Mezzo-soprano Theodora Hanslowe brought to the National Gallery Sunday night the kind of program that wins competitions. It hit all the high points of art song styles, explored the idioms of five languages and, for the most part, avoided warhorses, although the Brahms group came mighty close.
Hanslowe, who is studying for her artist's diploma at Peabody Conservatory, has a season of opera and oratorio performances under her belt, and it is not hard to figure out why she is in demand. Her voice is smooth and focused, without the heaviness of some mezzo-sopranos, and she uses it with both accuracy and agility. She has an easy, personable performing presence and the requisite powers of concentration to project a lengthy and demanding program true to the end.
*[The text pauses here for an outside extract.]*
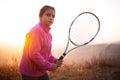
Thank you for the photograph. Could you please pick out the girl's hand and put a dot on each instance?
(59, 63)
What is yet to develop is a clear sense of the difference between French and German and English sounds, and the courage to use a greater variety of different kinds of vocal production.
She was at her best, which was very good indeed, in songs by Purcell, a wonderfully coloratura aria from "La Cenerentola" by Rossini and a nice group of Spanish songs set by Obradors, where she used vibrantly broad Spanish diction to project a variety of moods.
The Brahms songs seemed a little pallid and objective. The seven songs of Poulenc's "La courte paille" lacked a sense of true French inflection, and the Schoenberg Op. 2 songs needed greater attention to the sounds of German vowels.
Mark Markham accompanied with a splendid sense of presence and of drama.